Question

A proton (mass $1.67 \times {10^{ - 27}}kg$) striking a neutron (mass nearly equal to the proton) forms a deuteron. What would be the velocity of the deuteron if it is formed by a proton moving left with a velocity of $7.0 \times {10^6}m{s^{ - 1}}$ and a neutron moving right with a velocity $4.0 \times {10^6}m{s^{ - 1}}$.

Answer 1

Hint: An isolated system is a system with no external force acting on it. That is before the collision is equal to after collision. And the rate of change of momentum is directly proportional to the force acting on it along the straight line.

Formula used:
The law of conservation of linear momentum,
Initial momentum of proton$ = - {m_p}{v_p}$
Initial momentum of neutron$ = {m_n}{v_n}$
Then total momentum,
${P_1} = - {m_p}{v_p} + {m_n}{v_n}$ we have, ${m_p} = {m_n}$
$ \Rightarrow {P_1} = - {m_p}{v_p} + {m_p}{v_n}$
$ \Rightarrow - {m_p}({v_p} - {v_n})$
Where ${P_1}$ is the momentum, ${m_p}$is the mass of the proton, ${v_p}$is the velocity of the proton, ${m_n}$ is the mass of the neutron, ${v_n}$is the velocity of the neutron.
The total momentum can be obtained by adding the mass and velocity of the proton and neutron respectively.

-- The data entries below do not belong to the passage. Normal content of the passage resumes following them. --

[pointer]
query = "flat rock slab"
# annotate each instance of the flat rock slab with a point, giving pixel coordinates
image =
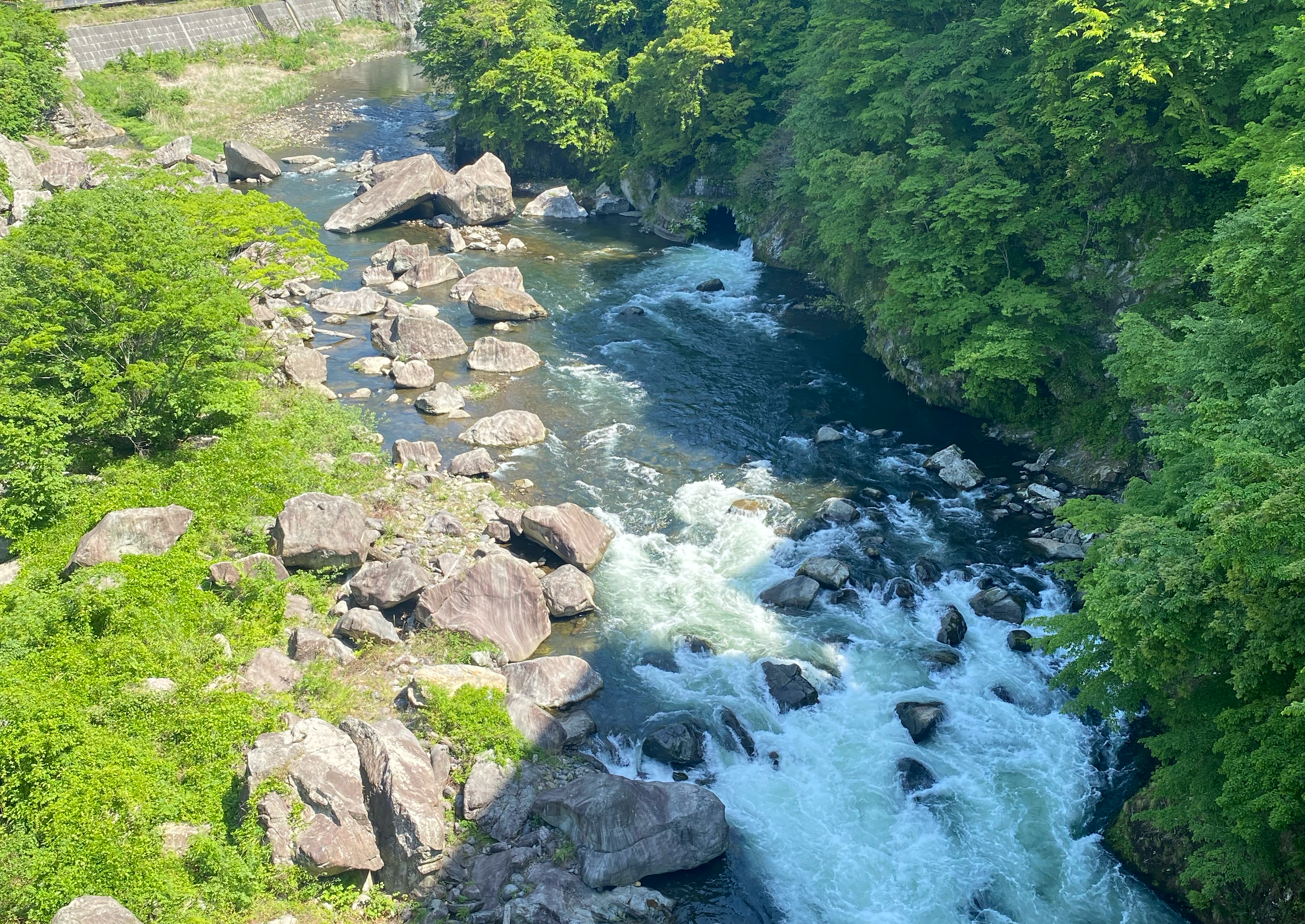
(571, 531)
(556, 682)
(138, 530)
(631, 829)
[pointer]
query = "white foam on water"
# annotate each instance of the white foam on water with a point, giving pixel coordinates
(830, 832)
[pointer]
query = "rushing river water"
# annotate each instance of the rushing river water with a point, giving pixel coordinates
(659, 421)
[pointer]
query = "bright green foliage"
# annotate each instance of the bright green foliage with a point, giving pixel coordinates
(32, 54)
(120, 327)
(476, 720)
(91, 765)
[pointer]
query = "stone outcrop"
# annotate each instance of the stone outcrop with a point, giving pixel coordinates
(789, 687)
(556, 203)
(403, 797)
(630, 829)
(508, 277)
(406, 337)
(479, 194)
(138, 530)
(490, 354)
(571, 531)
(505, 430)
(413, 183)
(333, 834)
(491, 302)
(246, 162)
(499, 600)
(388, 584)
(797, 593)
(556, 682)
(319, 530)
(568, 592)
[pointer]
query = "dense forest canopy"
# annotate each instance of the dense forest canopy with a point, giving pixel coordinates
(1084, 221)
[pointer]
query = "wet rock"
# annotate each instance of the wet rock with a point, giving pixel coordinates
(139, 530)
(828, 572)
(920, 718)
(479, 194)
(914, 776)
(955, 468)
(952, 629)
(500, 600)
(568, 592)
(322, 765)
(730, 721)
(406, 337)
(556, 682)
(571, 531)
(95, 910)
(1020, 640)
(416, 374)
(789, 687)
(441, 400)
(628, 829)
(366, 625)
(505, 430)
(388, 584)
(246, 162)
(403, 799)
(491, 302)
(318, 530)
(469, 465)
(795, 593)
(309, 645)
(421, 453)
(678, 745)
(490, 354)
(230, 573)
(538, 727)
(410, 183)
(997, 603)
(431, 272)
(508, 277)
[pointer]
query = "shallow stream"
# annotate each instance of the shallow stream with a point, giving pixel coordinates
(661, 422)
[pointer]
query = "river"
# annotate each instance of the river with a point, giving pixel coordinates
(659, 421)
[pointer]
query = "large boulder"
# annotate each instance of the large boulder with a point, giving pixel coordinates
(556, 682)
(333, 833)
(797, 593)
(246, 162)
(997, 603)
(955, 468)
(408, 337)
(505, 430)
(499, 600)
(537, 726)
(403, 797)
(431, 272)
(388, 584)
(628, 829)
(479, 194)
(568, 591)
(508, 277)
(789, 687)
(556, 203)
(490, 354)
(138, 530)
(491, 302)
(318, 530)
(95, 910)
(414, 182)
(571, 531)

Complete step by step answer:
Given, a proton striking a neutron forms a deuteron. That is,
$ \Rightarrow {}_1^1H + {}_0^1n \to {}_1^2H$
Mass of proton, ${m_p} = 1.67 \times {10^{ - 27}}kg$ that is also nearly equal to the mass of neutron therefore we can write,
$ \Rightarrow {m_p} = {m_n}$
$ \Rightarrow 1.67 \times {10^{ - 27}}kg$
Mass of deuteron ${m_d} = 2 \times {m_p}$
A proton is moving left that is moving along negative X-axis the,
Velocity of proton,${v_p} = - 7.0 \times {10^6}m{s^{ - 1}}$
And a neutron is moving along positive X-axis direction (right) then, velocity of neutron, ${v_n} = + 4.0 \times {10^6}m{s^{ - 1}}$
According to the law of conservation of linear momentum, we know that the,
Initial momentum of proton$ = - {m_p}{v_p}$
Initial momentum of neutron$ = {m_n}{v_n}$
Then total momentum,
$ \Rightarrow {P_1} = - {m_p}{v_p} + {m_n}{v_n}$ we have, ${m_p} = {m_n}$
$ \Rightarrow {P_1} = - {m_p}{v_p} + {m_p}{v_n}$
We can take out $ - {m_p}$ since it is a common value
 $ \Rightarrow - {m_p}({v_p} - {v_n})$
Now substitute the values of velocities we get,
${P_1} = - {m_p}(7 - 4) \times {10^6} - 3{m_p} \times {10^6}kgm{s^{ - 1}}$ ……………………. (1)
Now after the striking of the neutron, we get a deuteron.
Let ${m_d}$ be the mass of the deuteron and ${v_d}$ be the velocity of the deuteron.
Then, total momentum of the deuteron$ = {m_d}{v_d}$
$ \Rightarrow {P_2} = 2{m_p}{v_d}$ ……………….(2) ( we have mass of deuteron ${m_d} = 2 \times {m_p}$ )
Now compare (1) and(2) we get,
$ \Rightarrow {P_1} = {P_2}$
$ \Rightarrow - 3{m_p} \times 10 = 2{m_p}{v_d}$
Rearrange the above equation
$ \Rightarrow {v_d} = \dfrac{{ - 3}}{2} \times {10^6}$
$\therefore - 1.5 \times {10^6}m{s^{ - 1}}$

Therefore, the velocity of the deuteron is $ - 1.5 \times {10^6}m{s^{ - 1}}$.

Additional information:
There are three types of decay process-
(i) Alpha decay
(ii) Beta decay
(iii) Gamma decay
The process of emission of an electron or positron from a radioactive nucleus is called $\beta - {\text{decay}}$. When a nucleus emits a $\beta - $ particle (electron or positron), the mass number A of the nucleus does not change but its atomic number Z increases by 1. Therefore, $\beta - {\text{decay}}$can be represented as:
\[ \Rightarrow {\text{X}}_Z^A \to {\text{Y}}_{Z + 1}^A + e_{ - 1}^0 + Q\]
Where Q represents the maximum kinetic energy with which the $\beta $- particles are emitted.$ \Rightarrow Q = \left( {{m_x} - {m_y}} \right){c^2}$
According, the above relation all $\beta $-particles must be emitted with the same kinetic energy. But the experiments showed that only a few $\beta $-particles are emitted with the maximum kinetic energy. A large number of $\beta $- particles are emitted with a small value of kinetic energy. Thus, there is an apparent break or violation of the law of conservation of mass-energy. To overcome this difficulty Pauli proposed a theory called the “neutrino hypothesis”.

Note:
There must exist another particle called “neutrino” to account for the missing energy and momentum. Therefore, in a negative $\beta $ -decay, a neutron transformed into a proton, electron, and an antineutrino. That is, $n \to p + e_{ - 1}^0 + \overline \nu $. Similarly, in a positive $\beta $ -decay, a proton is transferred into a neutron, positron, and a neutrino. That is, $p \to n + e_{ + 1}^0 + \nu $. Neutrinos are neutral particles with very small mass compared to the electron. They have only weak interactions with other particles. Therefore, they are very difficult to detect.